Pre-Owned Games and Backwards Compatibility
While this hasn’t been clearly detailed by Microsoft yet, it seems that licenses for new games will be tied to the console on which they are first installed (oh yeah, all software must be installed to the device.) After that, it will cost an unspecified fee in order for the software to be installed on other units. That sounds to me like, while not actively blocking used-games, Microsoft is trying to get a slice of the pie from the pre-owned games market.

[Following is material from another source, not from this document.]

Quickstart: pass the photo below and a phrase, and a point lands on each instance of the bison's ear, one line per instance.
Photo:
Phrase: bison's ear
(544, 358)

Backwards-compatibility is also a no-go, because if there was one feature of the current generation we all loved it was the fact that we couldn’t play our old games on the new system. I don’t believe for a second that the technology won’t allow it, but I’m no electronics engineer. It just seems like a sure-fire way to alienate your fans, if the games they came to love you for no longer work on the reward for their loyalty.
So there we have it, folks – the next-generation, as advertised by those leading the charge. More details are out there on the web, if you’re interested. Personally, I’m not overly impressed with either so far, but as someone who has owned both a 360 and a PS3 in the past, perhaps I could be swayed. We shall see…
At least we got to see the new Xbox console, which is more than can be said for Sony’s PlayStation 4 release. But these are the two powerhouses driving development for the next five years or so, so keep your eyes open. Both are slated for a Q4 release, so the question is this:
Which one do you want most for Christmas?